Estado

Preocupan a juarenses los retenes militares

Especialistas temen violaciones a los derechos humanos como ocurrió entre los años 2008 y 2010

Carlos Sánchez / El Diario de Juárez / Retén militar en la avenida De las Torres

Sandra Rodríguez/ El Diario de Juárez

miércoles, 25 agosto 2021 | 12:41

Ciudad Juárez.- La presencia de más de dos mil elementos –entre la Guardia Nacional (GN) y la Secretaría de la Defensa Nacional (Sedena)– representa el mayor despliegue aquí de fuerzas federales desde la Operación Conjunta Chihuahua, por lo que representantes de la sociedad civil externaron preocupación ante los antecedentes de abusos que dejó dicha estrategia, a cargo del Ejército entre 2008 y 2010.

De acuerdo con Salvador Salazar Gutiérrez, sociólogo que fungió como perito ante la Corte Internacional de Derechos Humanos (CIDH) en un caso de desaparición forzada registrado en 2009, si bien la GN llega con un marco legal del que careció el arribo de los militares en 2008, la nueva corporación retoma de todas formas la “estructura militarizada” que dio pie a violaciones a derechos humanos.

“Sí me preocupa bastante, por varias razones: esto nos remite a lo que aconteció en 2008, 2009, 2010, con la puesta en marcha de los operativos conjuntos; que habría que partir de que, efectivamente, no estamos hablando ni de la misma estrategia ni de la misma perspectiva política en torno a la seguridad entre ambos gobiernos, sí hay cosas muy distintas”, dijo.

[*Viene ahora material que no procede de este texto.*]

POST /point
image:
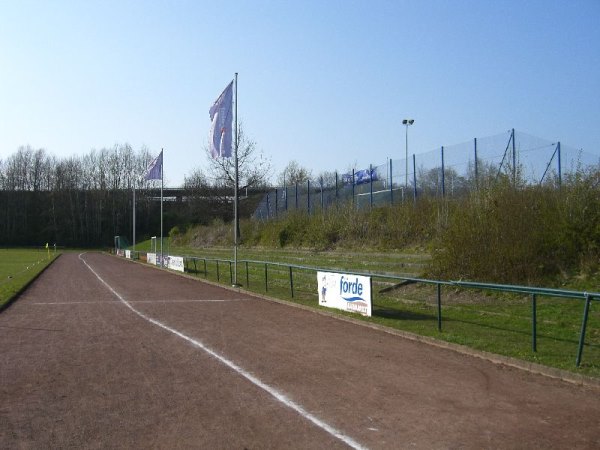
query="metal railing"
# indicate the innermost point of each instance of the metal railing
(200, 265)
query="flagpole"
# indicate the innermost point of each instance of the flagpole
(235, 207)
(134, 219)
(161, 188)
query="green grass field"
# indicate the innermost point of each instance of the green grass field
(497, 323)
(18, 267)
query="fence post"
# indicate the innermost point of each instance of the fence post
(443, 175)
(586, 312)
(534, 322)
(414, 178)
(308, 196)
(353, 201)
(559, 166)
(247, 276)
(268, 207)
(371, 186)
(266, 279)
(391, 184)
(322, 204)
(514, 159)
(439, 286)
(296, 195)
(476, 165)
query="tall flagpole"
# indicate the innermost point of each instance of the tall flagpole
(162, 264)
(235, 203)
(134, 219)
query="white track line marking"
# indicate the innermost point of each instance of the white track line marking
(115, 302)
(189, 301)
(254, 380)
(108, 302)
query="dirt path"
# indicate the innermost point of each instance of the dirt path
(101, 352)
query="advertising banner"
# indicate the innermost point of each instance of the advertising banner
(345, 292)
(176, 263)
(151, 258)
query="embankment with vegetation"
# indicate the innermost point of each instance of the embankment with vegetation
(506, 233)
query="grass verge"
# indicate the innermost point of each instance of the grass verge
(18, 267)
(495, 323)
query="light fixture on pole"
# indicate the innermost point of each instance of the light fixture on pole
(407, 122)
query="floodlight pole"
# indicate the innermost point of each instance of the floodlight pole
(236, 218)
(134, 219)
(406, 122)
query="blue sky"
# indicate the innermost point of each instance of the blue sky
(326, 83)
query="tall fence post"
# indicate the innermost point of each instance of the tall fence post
(266, 279)
(559, 165)
(308, 196)
(443, 175)
(268, 207)
(476, 164)
(414, 178)
(439, 307)
(534, 322)
(371, 186)
(322, 203)
(353, 200)
(247, 276)
(514, 159)
(586, 311)
(391, 184)
(296, 195)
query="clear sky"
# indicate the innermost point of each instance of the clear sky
(324, 82)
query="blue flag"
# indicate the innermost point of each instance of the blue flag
(221, 115)
(155, 169)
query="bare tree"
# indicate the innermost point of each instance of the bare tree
(293, 173)
(253, 167)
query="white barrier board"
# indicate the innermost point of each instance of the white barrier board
(151, 257)
(176, 263)
(345, 292)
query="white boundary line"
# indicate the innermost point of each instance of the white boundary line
(139, 301)
(254, 380)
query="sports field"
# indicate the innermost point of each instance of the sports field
(101, 352)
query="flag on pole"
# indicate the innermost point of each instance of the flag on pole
(221, 115)
(155, 169)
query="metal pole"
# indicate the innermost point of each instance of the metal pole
(514, 159)
(414, 178)
(371, 186)
(235, 207)
(534, 322)
(586, 312)
(406, 160)
(391, 185)
(162, 180)
(443, 175)
(134, 220)
(439, 307)
(476, 165)
(559, 166)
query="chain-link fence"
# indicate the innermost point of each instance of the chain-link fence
(449, 171)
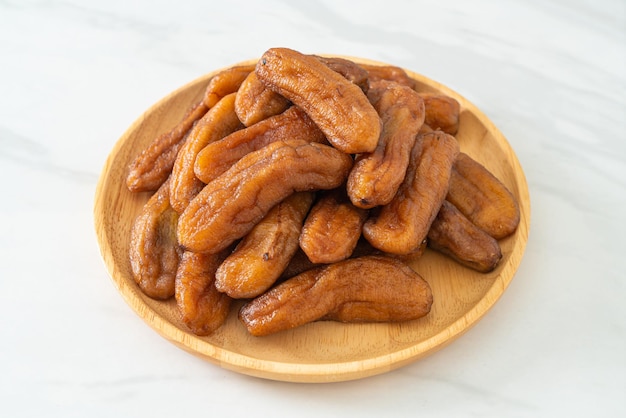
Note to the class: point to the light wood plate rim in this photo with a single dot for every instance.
(303, 371)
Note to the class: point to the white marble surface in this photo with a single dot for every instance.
(550, 74)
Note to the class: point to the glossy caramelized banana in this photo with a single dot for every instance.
(442, 112)
(336, 105)
(229, 206)
(332, 229)
(226, 82)
(263, 254)
(451, 233)
(388, 73)
(402, 225)
(154, 251)
(153, 166)
(202, 308)
(482, 198)
(376, 176)
(364, 289)
(350, 70)
(256, 102)
(219, 156)
(219, 121)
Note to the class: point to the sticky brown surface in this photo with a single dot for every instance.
(229, 206)
(337, 106)
(364, 289)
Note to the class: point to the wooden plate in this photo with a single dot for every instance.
(322, 351)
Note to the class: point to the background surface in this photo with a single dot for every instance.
(550, 74)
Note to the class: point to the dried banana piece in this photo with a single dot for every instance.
(226, 82)
(332, 229)
(442, 112)
(263, 254)
(388, 73)
(482, 198)
(219, 121)
(402, 225)
(364, 289)
(350, 70)
(376, 176)
(256, 102)
(202, 307)
(229, 206)
(219, 156)
(153, 166)
(456, 236)
(337, 106)
(154, 253)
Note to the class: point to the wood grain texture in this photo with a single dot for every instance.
(322, 351)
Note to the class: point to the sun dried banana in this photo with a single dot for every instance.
(263, 254)
(154, 251)
(219, 121)
(388, 73)
(442, 112)
(229, 206)
(219, 156)
(202, 307)
(226, 82)
(153, 166)
(482, 198)
(451, 233)
(350, 70)
(256, 102)
(332, 229)
(402, 225)
(364, 289)
(337, 106)
(376, 176)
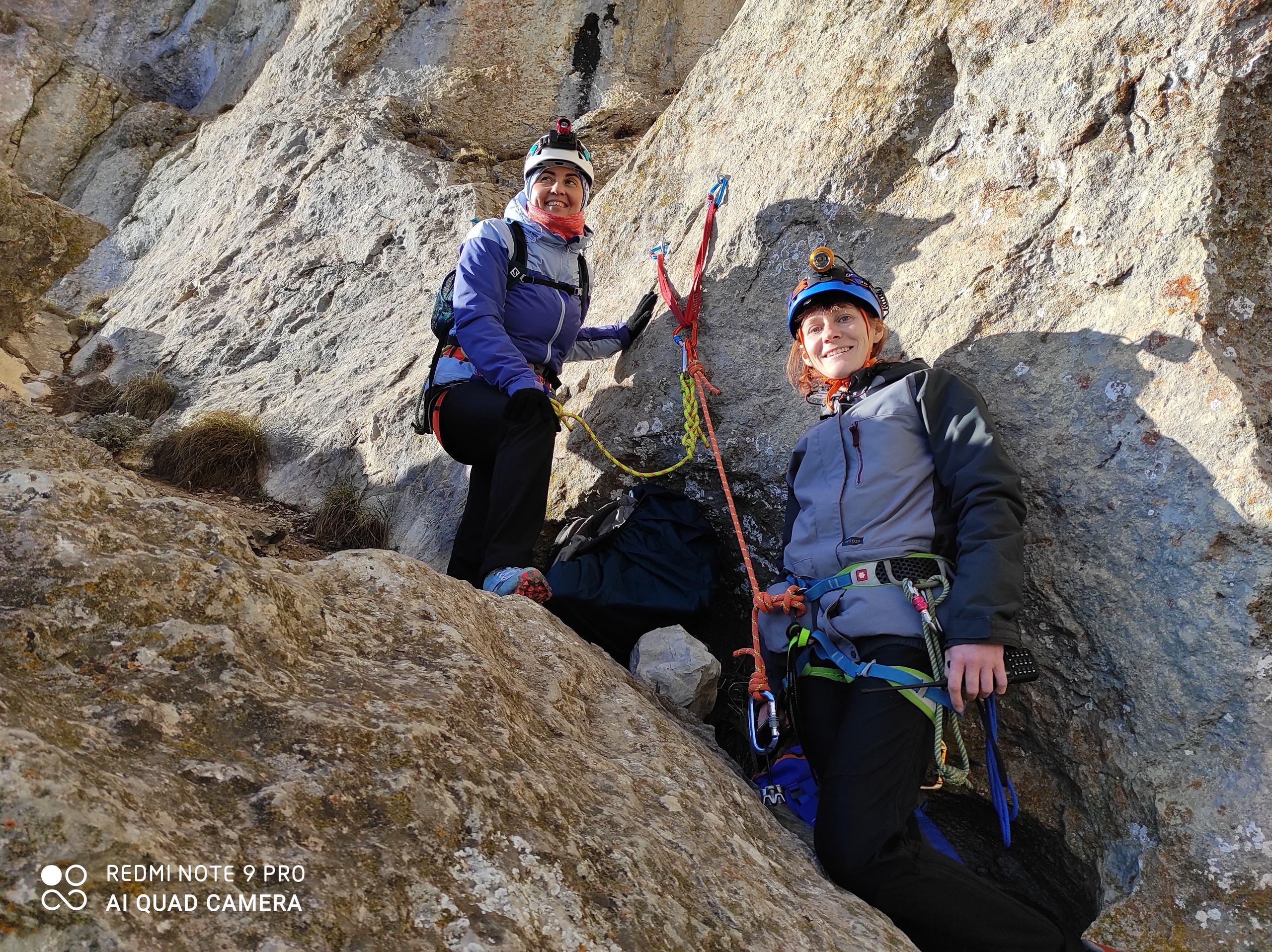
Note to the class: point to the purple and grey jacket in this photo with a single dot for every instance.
(510, 336)
(910, 463)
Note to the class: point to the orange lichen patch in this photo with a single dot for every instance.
(1185, 289)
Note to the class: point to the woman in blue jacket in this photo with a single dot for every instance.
(494, 411)
(905, 476)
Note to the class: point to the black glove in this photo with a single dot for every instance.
(531, 405)
(641, 317)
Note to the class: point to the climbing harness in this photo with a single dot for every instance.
(443, 323)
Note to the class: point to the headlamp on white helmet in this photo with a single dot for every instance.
(560, 147)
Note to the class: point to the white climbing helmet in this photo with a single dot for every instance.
(560, 147)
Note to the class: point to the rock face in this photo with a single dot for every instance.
(1066, 204)
(678, 667)
(40, 242)
(1069, 207)
(451, 770)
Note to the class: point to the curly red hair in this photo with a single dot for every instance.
(807, 381)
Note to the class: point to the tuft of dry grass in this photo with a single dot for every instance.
(222, 450)
(114, 432)
(101, 358)
(348, 521)
(96, 397)
(84, 325)
(147, 397)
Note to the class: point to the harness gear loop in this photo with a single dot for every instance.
(957, 776)
(941, 781)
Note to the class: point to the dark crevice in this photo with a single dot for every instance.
(587, 59)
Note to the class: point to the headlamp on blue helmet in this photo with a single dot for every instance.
(827, 278)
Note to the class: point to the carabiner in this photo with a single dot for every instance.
(774, 736)
(721, 186)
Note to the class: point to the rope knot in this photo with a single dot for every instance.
(700, 373)
(759, 683)
(792, 601)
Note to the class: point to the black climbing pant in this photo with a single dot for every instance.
(508, 486)
(871, 753)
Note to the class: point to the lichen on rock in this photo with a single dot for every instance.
(448, 768)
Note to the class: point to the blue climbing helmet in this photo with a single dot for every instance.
(830, 277)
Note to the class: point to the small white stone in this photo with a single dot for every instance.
(678, 667)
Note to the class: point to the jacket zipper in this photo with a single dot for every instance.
(548, 357)
(857, 445)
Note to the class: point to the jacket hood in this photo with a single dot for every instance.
(536, 232)
(877, 375)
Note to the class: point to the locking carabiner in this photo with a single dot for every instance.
(774, 735)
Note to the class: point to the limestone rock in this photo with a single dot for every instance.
(12, 372)
(678, 667)
(1066, 204)
(283, 261)
(1070, 209)
(53, 107)
(451, 769)
(42, 341)
(40, 241)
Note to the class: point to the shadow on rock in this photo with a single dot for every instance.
(1137, 574)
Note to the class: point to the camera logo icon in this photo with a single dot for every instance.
(54, 899)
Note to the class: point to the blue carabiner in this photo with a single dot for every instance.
(774, 736)
(719, 189)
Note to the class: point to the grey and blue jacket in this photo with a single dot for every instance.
(909, 463)
(510, 336)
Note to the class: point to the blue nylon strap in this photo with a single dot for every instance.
(832, 585)
(874, 670)
(999, 778)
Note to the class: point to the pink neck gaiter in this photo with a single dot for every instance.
(565, 226)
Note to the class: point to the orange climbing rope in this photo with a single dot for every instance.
(687, 335)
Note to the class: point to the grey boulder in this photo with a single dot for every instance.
(678, 667)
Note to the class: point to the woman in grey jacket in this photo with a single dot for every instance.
(905, 465)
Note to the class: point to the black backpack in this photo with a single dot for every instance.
(646, 560)
(443, 321)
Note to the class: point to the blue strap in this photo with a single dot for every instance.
(832, 585)
(875, 670)
(999, 778)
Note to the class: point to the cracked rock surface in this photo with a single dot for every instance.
(1068, 204)
(451, 769)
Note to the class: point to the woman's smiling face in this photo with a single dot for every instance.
(837, 339)
(557, 190)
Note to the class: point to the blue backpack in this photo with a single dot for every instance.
(793, 772)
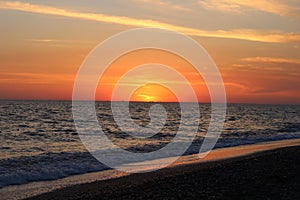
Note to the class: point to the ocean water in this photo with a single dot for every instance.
(38, 139)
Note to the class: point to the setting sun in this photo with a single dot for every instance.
(153, 93)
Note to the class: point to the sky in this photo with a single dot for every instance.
(254, 43)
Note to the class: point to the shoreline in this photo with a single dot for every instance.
(221, 156)
(272, 174)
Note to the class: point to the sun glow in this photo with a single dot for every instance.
(153, 92)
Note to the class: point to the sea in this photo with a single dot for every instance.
(39, 141)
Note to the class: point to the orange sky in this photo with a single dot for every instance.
(255, 45)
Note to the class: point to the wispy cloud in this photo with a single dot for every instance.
(243, 34)
(237, 6)
(164, 4)
(271, 60)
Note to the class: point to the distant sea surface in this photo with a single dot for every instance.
(38, 139)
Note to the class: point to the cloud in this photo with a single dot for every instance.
(237, 6)
(242, 34)
(271, 60)
(164, 4)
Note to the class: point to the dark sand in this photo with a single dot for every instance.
(273, 174)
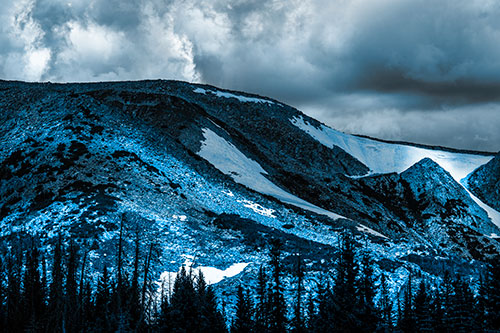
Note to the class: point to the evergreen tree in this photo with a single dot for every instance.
(56, 291)
(183, 313)
(407, 317)
(311, 314)
(70, 314)
(423, 317)
(461, 307)
(243, 322)
(262, 306)
(102, 301)
(437, 311)
(385, 305)
(15, 320)
(213, 319)
(33, 298)
(325, 319)
(277, 306)
(367, 311)
(298, 320)
(346, 296)
(491, 295)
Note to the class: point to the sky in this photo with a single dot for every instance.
(425, 71)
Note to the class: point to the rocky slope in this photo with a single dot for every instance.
(208, 176)
(485, 182)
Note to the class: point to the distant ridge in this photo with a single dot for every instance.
(421, 145)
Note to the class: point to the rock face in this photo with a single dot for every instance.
(485, 182)
(207, 173)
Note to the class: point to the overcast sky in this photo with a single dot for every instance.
(422, 70)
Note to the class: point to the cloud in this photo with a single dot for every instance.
(386, 67)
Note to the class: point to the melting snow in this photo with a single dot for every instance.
(365, 229)
(241, 98)
(493, 214)
(212, 275)
(383, 157)
(258, 208)
(228, 159)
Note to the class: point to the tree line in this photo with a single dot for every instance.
(43, 293)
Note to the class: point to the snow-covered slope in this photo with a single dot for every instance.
(228, 159)
(213, 175)
(383, 157)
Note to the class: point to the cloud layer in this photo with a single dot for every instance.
(420, 70)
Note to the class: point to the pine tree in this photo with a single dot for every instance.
(243, 322)
(492, 295)
(277, 320)
(102, 301)
(311, 314)
(461, 306)
(298, 320)
(56, 291)
(183, 313)
(346, 297)
(71, 299)
(15, 320)
(407, 318)
(214, 321)
(33, 298)
(423, 317)
(385, 305)
(366, 290)
(262, 306)
(325, 319)
(437, 311)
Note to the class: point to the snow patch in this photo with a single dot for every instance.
(224, 94)
(365, 229)
(382, 157)
(228, 159)
(493, 214)
(212, 275)
(257, 208)
(182, 218)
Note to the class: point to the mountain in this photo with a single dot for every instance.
(207, 176)
(485, 182)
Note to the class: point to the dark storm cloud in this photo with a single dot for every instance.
(383, 68)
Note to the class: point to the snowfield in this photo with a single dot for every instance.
(243, 99)
(382, 157)
(228, 159)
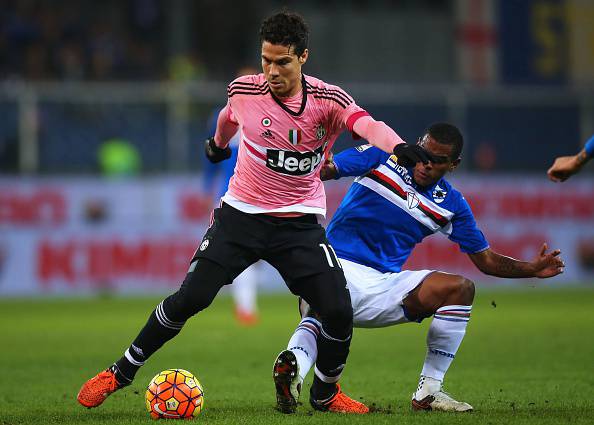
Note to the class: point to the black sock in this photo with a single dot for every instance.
(322, 391)
(157, 331)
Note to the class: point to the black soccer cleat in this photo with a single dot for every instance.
(285, 374)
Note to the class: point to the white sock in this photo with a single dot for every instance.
(244, 290)
(443, 339)
(304, 344)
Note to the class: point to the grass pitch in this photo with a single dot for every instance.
(527, 358)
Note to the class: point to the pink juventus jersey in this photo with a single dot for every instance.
(284, 143)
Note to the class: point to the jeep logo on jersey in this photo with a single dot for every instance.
(294, 163)
(412, 200)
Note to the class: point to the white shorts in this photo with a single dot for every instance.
(376, 296)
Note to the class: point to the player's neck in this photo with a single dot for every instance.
(294, 91)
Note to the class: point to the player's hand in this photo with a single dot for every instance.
(547, 264)
(409, 155)
(214, 153)
(563, 168)
(329, 170)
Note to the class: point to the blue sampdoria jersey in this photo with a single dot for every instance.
(385, 214)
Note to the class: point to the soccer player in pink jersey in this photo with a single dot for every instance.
(288, 123)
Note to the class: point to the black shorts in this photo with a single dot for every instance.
(296, 246)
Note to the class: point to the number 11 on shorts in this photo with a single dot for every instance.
(330, 255)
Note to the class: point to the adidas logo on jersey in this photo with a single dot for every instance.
(267, 134)
(294, 163)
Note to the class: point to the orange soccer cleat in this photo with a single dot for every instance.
(340, 403)
(97, 389)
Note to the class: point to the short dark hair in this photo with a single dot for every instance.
(447, 134)
(286, 28)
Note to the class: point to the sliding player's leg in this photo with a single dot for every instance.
(449, 299)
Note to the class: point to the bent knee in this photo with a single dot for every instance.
(462, 289)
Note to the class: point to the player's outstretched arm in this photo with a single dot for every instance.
(217, 147)
(566, 166)
(380, 135)
(352, 162)
(544, 265)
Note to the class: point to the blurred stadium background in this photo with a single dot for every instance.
(78, 76)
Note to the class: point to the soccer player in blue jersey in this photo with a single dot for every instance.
(389, 209)
(566, 166)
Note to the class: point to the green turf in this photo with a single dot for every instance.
(527, 360)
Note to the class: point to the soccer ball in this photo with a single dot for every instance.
(174, 394)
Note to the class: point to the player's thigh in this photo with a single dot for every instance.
(233, 240)
(377, 298)
(327, 297)
(436, 290)
(301, 249)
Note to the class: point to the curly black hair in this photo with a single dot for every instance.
(285, 28)
(447, 134)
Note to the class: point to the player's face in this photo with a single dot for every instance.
(430, 173)
(282, 68)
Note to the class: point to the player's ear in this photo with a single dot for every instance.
(303, 57)
(454, 164)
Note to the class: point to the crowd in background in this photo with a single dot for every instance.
(72, 40)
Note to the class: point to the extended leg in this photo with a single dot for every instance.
(202, 283)
(449, 298)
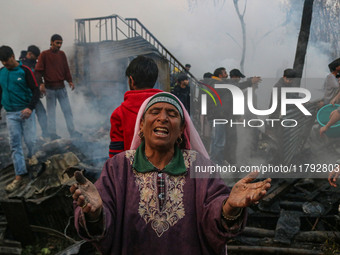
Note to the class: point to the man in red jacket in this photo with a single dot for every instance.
(53, 67)
(142, 74)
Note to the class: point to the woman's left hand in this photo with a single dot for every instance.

“Sin embargo, lo que es un hecho es que, a final de cuentas, estamos volviendo a experimentar, frente a esta llegada masiva, una especie de toma de la dinámica de vida en la ciudad y creo que ésta no es la estrategia adecuada para favorecer no sólo la disminución de delitos que siguen al alza, sobre todo los homicidios, sino el problema, sobre todo en torno a la percepción en materia de seguridad”, agregó.

Información del Gobierno municipal difundida por este medio indica que en esta ciudad circulan ya dos mil 26 efectivos federales; entre éstos, mil 500 de la GN y el resto de la Sedena –de la que, como anunció el presidente Andrés Manuel López Obrador, se busca que dependan el total de los elementos.

Los mismos, de acuerdo con reportes de este medio, han instalado puntos de revisión aleatorios en diversos puntos de la ciudad.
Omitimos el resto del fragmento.